Jason Whitlock Renames ESPN As ‘EPCN’ For Political Correctness
FS1 host Jason Whitlock is calling out ESPN for political correctness by satirically renaming the sports network EPCN.
After two tours of duty with ESPN, the controversial Whitlock — the former Kansas City Star columnist — is back with Fox Sports.
With Colin Cowherd, another ESPN expatriate, Whitlock is the co-host of Speak For Yourself, an offering on the Fox Sports 1 TV channel airing weekdays at 5 p.m. Eastern time, which appears to be the network’s answer to ESPN’s popular Pardon the Interruption.
Longtime Stephen A. Smith First Take sparring partner Skip Bayless also jumped to FS1 to ESPN and now is the co-host of Undisputed opposite Shannon Sharpe.
Whitlock left the Bristol, Connecticut-based ESPN for the second time in the fall of 2015, several months after losing his gig as editor-in-chief of the long-form sports journalism site The Undefeated, which has been described as the “black Grantland.” The Undefeated finally launched officially on May 17, 2016, although the sports network shut down Grantland in late October 2015, five months after the departure of high-profile editor Bill Simmons, whose HBO show was canceled in early November.
In October, as the Colin Kaepernick take-a-knee national anthem protest continued to produce media chatter especially on ESPN, Kaepernick critic Whitlock claimed that the progressive movement’s intervention into sports is responsible for the unprecedented decline in NFL TV ratings and that the sport culture, by its nature, is conservative.
In an email interview with the Sporting News published yesterday, among other things Whitlock suggested that Speak for Yourself is different from the typical ESPN roundtable because “I think we can score with great chemistry and a non-PC point of view that is in conflict with EPCN,” and which provides an opening for ratings-challenged FS1 to make a move.
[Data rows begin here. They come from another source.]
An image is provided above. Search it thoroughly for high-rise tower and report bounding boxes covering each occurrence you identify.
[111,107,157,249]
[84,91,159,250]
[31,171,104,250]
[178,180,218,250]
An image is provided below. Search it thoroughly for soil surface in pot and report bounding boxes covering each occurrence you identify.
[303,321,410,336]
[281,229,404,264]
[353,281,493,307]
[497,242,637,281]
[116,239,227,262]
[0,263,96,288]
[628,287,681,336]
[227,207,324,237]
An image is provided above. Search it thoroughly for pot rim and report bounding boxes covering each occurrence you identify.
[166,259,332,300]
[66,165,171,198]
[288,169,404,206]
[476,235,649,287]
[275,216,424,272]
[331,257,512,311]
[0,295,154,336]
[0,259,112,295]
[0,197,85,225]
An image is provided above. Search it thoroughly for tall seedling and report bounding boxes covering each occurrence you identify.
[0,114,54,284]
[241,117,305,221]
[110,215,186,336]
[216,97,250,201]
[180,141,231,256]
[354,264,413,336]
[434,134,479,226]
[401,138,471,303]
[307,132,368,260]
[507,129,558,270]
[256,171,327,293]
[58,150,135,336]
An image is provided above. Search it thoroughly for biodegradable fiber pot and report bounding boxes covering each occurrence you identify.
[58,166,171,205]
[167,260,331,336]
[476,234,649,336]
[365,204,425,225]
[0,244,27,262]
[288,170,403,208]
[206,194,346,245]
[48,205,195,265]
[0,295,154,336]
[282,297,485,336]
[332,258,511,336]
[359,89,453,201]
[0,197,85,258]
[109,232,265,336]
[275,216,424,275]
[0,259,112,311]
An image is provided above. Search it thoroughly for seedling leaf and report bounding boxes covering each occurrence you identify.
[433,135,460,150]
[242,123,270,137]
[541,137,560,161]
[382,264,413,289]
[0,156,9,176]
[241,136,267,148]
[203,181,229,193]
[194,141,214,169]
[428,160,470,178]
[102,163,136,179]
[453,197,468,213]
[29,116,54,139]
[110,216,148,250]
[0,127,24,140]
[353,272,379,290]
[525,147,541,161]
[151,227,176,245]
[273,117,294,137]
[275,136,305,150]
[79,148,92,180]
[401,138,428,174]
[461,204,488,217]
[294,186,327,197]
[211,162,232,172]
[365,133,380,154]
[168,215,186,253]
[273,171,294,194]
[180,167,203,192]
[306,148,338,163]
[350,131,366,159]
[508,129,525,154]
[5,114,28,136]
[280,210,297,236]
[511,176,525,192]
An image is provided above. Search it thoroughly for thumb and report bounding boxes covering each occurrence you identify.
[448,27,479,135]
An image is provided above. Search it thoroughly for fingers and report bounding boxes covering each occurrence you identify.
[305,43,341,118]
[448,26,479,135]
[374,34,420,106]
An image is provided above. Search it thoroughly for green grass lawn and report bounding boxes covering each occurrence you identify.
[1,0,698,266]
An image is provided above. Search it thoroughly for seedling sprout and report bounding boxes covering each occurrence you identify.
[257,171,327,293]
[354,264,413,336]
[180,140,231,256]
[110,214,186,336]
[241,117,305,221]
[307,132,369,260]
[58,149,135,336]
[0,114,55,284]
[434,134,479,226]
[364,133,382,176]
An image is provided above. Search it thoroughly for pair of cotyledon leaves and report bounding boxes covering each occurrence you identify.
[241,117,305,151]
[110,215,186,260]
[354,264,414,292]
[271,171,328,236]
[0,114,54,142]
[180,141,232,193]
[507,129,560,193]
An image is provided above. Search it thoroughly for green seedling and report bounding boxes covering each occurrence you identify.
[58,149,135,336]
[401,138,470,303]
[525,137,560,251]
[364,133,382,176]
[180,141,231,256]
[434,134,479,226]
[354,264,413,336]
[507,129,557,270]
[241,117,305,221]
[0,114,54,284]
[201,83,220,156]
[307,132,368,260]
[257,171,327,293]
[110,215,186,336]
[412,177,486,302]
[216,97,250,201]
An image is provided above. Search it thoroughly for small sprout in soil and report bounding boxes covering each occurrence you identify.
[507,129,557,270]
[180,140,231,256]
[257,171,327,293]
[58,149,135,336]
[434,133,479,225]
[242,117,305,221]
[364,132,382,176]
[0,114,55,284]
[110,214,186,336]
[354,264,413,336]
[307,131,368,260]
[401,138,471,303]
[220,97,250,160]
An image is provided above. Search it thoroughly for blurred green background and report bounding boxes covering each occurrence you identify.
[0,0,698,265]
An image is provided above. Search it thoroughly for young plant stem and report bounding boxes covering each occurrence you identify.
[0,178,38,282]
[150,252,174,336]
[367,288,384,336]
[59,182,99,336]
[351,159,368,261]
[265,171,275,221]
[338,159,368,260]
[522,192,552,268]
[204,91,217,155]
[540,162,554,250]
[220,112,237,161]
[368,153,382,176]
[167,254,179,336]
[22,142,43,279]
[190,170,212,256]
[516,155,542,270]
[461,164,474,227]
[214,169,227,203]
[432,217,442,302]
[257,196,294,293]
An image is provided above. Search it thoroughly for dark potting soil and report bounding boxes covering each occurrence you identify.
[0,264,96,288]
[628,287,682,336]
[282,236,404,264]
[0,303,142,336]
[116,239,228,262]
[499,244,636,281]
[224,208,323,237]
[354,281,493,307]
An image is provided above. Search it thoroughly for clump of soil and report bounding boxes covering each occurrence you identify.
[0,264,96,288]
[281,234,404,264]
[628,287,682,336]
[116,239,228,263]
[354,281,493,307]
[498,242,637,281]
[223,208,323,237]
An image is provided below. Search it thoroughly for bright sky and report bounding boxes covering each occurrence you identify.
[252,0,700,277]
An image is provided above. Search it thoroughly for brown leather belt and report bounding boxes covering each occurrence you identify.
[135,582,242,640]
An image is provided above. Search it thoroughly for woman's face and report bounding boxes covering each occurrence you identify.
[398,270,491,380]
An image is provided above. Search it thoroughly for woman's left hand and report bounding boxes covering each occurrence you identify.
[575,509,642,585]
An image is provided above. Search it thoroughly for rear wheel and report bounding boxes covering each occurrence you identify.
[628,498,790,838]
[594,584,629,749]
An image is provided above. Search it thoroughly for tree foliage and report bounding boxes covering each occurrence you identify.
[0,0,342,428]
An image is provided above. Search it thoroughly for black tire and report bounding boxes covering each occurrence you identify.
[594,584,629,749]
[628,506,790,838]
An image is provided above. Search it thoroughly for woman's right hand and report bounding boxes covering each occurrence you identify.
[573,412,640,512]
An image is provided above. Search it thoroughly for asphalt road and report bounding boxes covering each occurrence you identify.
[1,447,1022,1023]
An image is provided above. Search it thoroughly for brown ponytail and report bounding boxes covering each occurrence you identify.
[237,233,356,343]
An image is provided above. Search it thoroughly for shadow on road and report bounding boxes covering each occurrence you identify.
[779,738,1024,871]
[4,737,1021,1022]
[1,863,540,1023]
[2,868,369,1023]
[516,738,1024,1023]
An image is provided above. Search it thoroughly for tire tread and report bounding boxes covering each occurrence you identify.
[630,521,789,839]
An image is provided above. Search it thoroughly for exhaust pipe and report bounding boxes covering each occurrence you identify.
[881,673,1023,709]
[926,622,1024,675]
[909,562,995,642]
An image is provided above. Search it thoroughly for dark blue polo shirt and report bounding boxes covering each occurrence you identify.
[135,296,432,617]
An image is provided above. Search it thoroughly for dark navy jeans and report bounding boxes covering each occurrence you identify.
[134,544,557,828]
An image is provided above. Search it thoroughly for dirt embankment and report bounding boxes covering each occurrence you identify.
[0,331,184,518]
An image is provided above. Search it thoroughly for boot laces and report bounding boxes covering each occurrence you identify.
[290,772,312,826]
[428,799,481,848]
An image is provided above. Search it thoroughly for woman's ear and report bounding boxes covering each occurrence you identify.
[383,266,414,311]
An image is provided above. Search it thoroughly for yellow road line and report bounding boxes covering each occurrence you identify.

“Whitlock believes ESPN has become too politically correct in its coverage of race, sports and social issues. He thinks it’s costing ESPN viewers and providing an opening for FS1 to reach red-state viewers mostly ignored by national networks. ‘Sports culture is not PC or far left. There are no safe spaces in the field of competition,’ he wrote. ‘I think we can differentiate ourselves from EPCN by discussing sports in a way that is authentic to sports culture and sports fans. You can be authentic without being distasteful or disrespectful. Sports culture has long been patriotic, tolerant of diverse backgrounds and perspective and celebratory of meritocracy.'”
For whatever reason or combination of reasons, ESPN has reportedly lost 621,000 subscribers in the month of November alone, and approximately 7 million subscribers in the past two years, according to Outkick the Coverage. Some financial analysts believe that parent company Disney should spin off the self-named Worldwide Leader in Sports, which is on the hook for billions in sports-league programming rights amidst apparently declining revenue.
With controversial opinions all over the map, Jason Whitlock in the past has been alternatively accused by his detractors — many of whom make their feelings known on Twitter — of playing the race card, as well as being a sellout and an Uncle Tom.
“Over the years, Whitlock has taken several unpredictable and often unpopular positions, especially when racial issues intersect with sports,” the New York Times detailed in September of 2010.
He has also recently scolded the social justice warrior tendency of many Twitter users.
About a week ago, ESPN public editor Jim Brady acknowledged in a very lengthy essay that his previously apolitical network has seemingly become overly politicized.
“As it turns out, ESPN is far from immune from the political fever that has afflicted so much of the country over the past year. Internally, there’s a feeling among many staffers — both liberal and conservative — that the company’s perceived move leftward has had a stifling effect on discourse inside the company and has affected its public-facing products. Consumers have sensed that same leftward movement, alienating some…
“‘We’ve done a great job of diversity,’ said longtime ESPN anchor Bob Ley. ‘But the one place we have miles to go is diversity of thought.’ Many ESPN employees I talked to — including liberals and conservatives, most of whom preferred to speak on background — worry that the company’s politics have become a little too obvious, empowering those who feel as if they’re in line with the company’s position and driving underground those who don’t.”
Ex-ESPN baseball analyst Curt Schilling has argued that he’d still have his job there if he’d articulated liberal positions rather than conservative ones, even if the former generated controversy.
Whether you agree or not with Jason Whitlock’s contention that ESPN has become too PC, have your viewing habits changed with regard to the sports network?